La menace terroriste qui plane sur notre territoire et celui de nos voisins suscite de graves interrogations. Est-ce notre civilisation même qui serait menacée ? La peur ne saurait pourtant obérer notre faculté de discernement. Le terrorisme islamiste, chez nous, n’est-il pas un phénomène minoritaire ? Il suffit de quelques militants fanatisés pour semer la terreur à Paris ou à Bruxelles, sans qu’ils soient soutenus par des mouvements d’ampleur, même à l’intérieur de la communauté musulmane. Ainsi peut-on souscrire au jugement de Marcel Gauchet : « Le fondamentalisme ne constitue pas pour moi une menace capable de remettre en question la manière d’être de nos sociétés.
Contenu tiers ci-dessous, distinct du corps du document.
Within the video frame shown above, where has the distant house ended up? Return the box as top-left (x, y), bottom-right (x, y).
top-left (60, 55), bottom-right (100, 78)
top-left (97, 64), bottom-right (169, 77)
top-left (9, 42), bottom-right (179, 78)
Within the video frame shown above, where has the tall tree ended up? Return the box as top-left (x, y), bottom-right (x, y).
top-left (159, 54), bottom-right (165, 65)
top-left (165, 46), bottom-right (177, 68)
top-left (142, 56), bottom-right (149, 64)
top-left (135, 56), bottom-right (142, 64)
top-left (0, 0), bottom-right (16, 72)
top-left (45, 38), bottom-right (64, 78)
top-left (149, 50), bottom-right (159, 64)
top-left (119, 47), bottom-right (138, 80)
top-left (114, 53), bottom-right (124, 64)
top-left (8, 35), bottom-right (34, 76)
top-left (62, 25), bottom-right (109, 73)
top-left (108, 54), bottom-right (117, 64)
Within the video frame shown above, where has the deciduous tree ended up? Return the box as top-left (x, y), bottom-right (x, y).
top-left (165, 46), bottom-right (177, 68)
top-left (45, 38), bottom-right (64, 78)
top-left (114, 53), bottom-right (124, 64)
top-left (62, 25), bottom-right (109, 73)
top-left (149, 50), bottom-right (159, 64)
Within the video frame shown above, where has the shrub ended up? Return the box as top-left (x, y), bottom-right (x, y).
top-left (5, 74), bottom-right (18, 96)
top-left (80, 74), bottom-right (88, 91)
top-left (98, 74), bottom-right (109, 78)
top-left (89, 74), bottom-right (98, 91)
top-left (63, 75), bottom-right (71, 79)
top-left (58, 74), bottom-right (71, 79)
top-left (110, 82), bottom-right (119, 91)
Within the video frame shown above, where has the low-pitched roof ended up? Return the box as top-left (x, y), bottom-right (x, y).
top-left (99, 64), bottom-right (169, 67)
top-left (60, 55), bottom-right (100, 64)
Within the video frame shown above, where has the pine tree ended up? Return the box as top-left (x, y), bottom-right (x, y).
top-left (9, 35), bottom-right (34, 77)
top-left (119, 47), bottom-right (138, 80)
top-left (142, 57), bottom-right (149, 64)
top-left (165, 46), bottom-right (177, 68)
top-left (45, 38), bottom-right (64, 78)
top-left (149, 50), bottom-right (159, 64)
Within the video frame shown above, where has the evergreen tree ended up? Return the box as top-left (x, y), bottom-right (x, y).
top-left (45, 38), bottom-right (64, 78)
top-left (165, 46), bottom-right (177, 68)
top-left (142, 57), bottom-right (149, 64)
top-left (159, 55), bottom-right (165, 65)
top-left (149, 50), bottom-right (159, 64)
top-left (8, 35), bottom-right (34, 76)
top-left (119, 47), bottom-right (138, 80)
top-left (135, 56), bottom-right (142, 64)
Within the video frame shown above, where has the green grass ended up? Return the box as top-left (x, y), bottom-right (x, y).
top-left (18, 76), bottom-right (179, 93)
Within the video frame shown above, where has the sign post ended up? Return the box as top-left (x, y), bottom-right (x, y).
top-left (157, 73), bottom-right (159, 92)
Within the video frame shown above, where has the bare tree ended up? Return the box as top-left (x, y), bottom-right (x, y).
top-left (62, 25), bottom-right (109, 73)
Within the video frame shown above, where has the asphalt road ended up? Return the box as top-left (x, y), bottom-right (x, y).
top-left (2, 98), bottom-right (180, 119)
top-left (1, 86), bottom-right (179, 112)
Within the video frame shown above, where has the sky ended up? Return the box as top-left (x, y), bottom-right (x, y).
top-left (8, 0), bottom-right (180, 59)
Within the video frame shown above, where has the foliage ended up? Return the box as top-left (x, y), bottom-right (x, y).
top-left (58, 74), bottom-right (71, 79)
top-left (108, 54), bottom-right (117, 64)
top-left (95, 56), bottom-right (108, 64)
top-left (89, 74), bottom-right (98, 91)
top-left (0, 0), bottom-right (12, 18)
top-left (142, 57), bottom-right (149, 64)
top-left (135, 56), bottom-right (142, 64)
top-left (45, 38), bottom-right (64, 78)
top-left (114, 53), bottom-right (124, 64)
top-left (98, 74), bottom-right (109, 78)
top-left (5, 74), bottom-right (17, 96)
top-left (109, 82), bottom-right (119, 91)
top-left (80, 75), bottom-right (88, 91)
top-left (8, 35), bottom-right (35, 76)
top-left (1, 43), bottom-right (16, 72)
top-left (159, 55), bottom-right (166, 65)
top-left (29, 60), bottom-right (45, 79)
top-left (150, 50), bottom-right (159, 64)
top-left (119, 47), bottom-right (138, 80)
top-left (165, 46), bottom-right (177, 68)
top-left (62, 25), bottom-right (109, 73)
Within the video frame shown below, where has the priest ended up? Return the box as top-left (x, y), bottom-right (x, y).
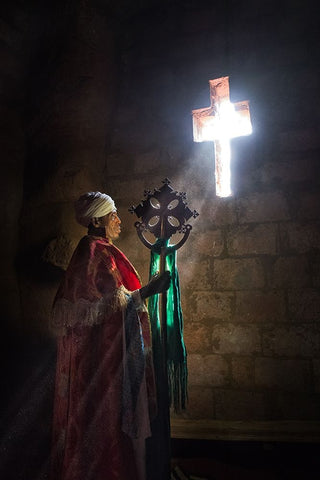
top-left (51, 192), bottom-right (170, 480)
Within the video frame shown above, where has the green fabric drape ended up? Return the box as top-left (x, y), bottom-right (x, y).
top-left (148, 239), bottom-right (188, 411)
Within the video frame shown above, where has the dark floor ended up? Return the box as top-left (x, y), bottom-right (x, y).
top-left (0, 322), bottom-right (320, 480)
top-left (172, 440), bottom-right (320, 480)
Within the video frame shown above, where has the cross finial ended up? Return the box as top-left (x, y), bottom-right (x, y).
top-left (129, 178), bottom-right (198, 250)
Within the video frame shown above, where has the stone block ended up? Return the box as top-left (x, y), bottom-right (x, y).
top-left (179, 257), bottom-right (212, 290)
top-left (183, 321), bottom-right (212, 355)
top-left (279, 128), bottom-right (320, 152)
top-left (255, 357), bottom-right (311, 392)
top-left (227, 223), bottom-right (277, 256)
top-left (279, 222), bottom-right (320, 253)
top-left (212, 324), bottom-right (261, 355)
top-left (288, 288), bottom-right (320, 323)
top-left (259, 152), bottom-right (319, 186)
top-left (278, 392), bottom-right (320, 421)
top-left (233, 291), bottom-right (286, 323)
top-left (231, 356), bottom-right (254, 388)
top-left (271, 255), bottom-right (312, 289)
top-left (42, 235), bottom-right (77, 270)
top-left (203, 197), bottom-right (237, 226)
top-left (311, 251), bottom-right (320, 288)
top-left (312, 358), bottom-right (320, 393)
top-left (173, 385), bottom-right (214, 419)
top-left (262, 323), bottom-right (320, 357)
top-left (191, 291), bottom-right (234, 321)
top-left (213, 258), bottom-right (265, 290)
top-left (297, 191), bottom-right (320, 221)
top-left (186, 230), bottom-right (224, 257)
top-left (214, 389), bottom-right (266, 420)
top-left (188, 354), bottom-right (229, 387)
top-left (237, 192), bottom-right (290, 223)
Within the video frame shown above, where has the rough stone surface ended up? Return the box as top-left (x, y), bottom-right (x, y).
top-left (212, 324), bottom-right (261, 355)
top-left (255, 357), bottom-right (311, 392)
top-left (271, 255), bottom-right (311, 288)
top-left (188, 354), bottom-right (229, 387)
top-left (234, 290), bottom-right (286, 323)
top-left (214, 389), bottom-right (265, 420)
top-left (288, 288), bottom-right (320, 322)
top-left (192, 291), bottom-right (234, 321)
top-left (231, 356), bottom-right (254, 388)
top-left (227, 224), bottom-right (278, 256)
top-left (0, 0), bottom-right (320, 428)
top-left (213, 258), bottom-right (265, 290)
top-left (262, 323), bottom-right (320, 357)
top-left (237, 192), bottom-right (290, 223)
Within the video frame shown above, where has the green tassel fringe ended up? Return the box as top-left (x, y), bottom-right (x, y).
top-left (148, 239), bottom-right (188, 412)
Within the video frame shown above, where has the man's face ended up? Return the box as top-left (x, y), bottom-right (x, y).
top-left (102, 211), bottom-right (121, 240)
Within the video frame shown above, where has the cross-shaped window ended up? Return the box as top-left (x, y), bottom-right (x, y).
top-left (192, 77), bottom-right (252, 197)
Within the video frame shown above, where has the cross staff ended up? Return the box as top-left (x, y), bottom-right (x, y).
top-left (129, 178), bottom-right (199, 352)
top-left (192, 77), bottom-right (252, 197)
top-left (129, 178), bottom-right (198, 480)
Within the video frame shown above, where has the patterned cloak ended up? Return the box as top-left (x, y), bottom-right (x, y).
top-left (51, 235), bottom-right (156, 480)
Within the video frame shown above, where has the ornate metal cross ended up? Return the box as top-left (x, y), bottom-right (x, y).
top-left (192, 77), bottom-right (252, 197)
top-left (129, 178), bottom-right (199, 250)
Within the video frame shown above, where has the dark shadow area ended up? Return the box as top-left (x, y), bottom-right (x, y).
top-left (0, 327), bottom-right (55, 480)
top-left (172, 439), bottom-right (320, 480)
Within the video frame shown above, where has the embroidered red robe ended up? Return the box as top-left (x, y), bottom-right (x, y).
top-left (52, 236), bottom-right (156, 480)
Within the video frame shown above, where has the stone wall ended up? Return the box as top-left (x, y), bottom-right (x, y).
top-left (1, 0), bottom-right (320, 428)
top-left (105, 1), bottom-right (320, 420)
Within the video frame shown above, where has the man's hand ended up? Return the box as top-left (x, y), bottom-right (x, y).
top-left (140, 270), bottom-right (171, 300)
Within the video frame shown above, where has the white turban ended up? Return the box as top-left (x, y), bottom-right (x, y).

Bien sûr, il peut tuer beaucoup de gens, faire des dégâts épouvantables et créer des situations atroces, mais il ne représente pas une alternative en mesure de nous submerger. Affrontons-le pour ce qu’il est, sans lui prêter une puissance qu’il n’a pas » (Le Monde, 22-23 novembre 2015).
Cependant, il convient d’ajouter quelques remarques à ce jugement d’un philosophe particulièrement perspicace. La première concerne la thèse qui traverse toute son œuvre depuis son livre fondamental de 1985, Le désenchantement du monde (Gallimard). La sortie de nos sociétés occidentales de l’organisation politique religieuse qui les structurait, se trouve néanmoins défiée par la présence d’une immigration musulmane très importante, qui résiste aux mœurs contemporaines et persiste à reconnaître dans l’islam « la règle évidente et obligatoire de ses mœurs ». C’est l’objection que Pierre Manent fait à son ami et contradicteur Marcel Gauchet. Comment ne pas prêter attention à une réalité qui recouvre des zones entières de nos périphéries urbaines que d’aucuns désignent comme les territoires perdus de la République ? L’extrémisme radical est issu de ces territoires, et s’il ne bénéficie pas de l’adhésion explicite de ses habitants, il n’en est pas moins l’expression d’un malaise et d’une opposition tenaces. La sortie du religieux n’est pas toujours évidente, et ce qui se passe à l’échelle même du monde indiquerait plutôt que nous assistons à une explosion qui confirme, en partie, la thèse de la guerre des civilisations.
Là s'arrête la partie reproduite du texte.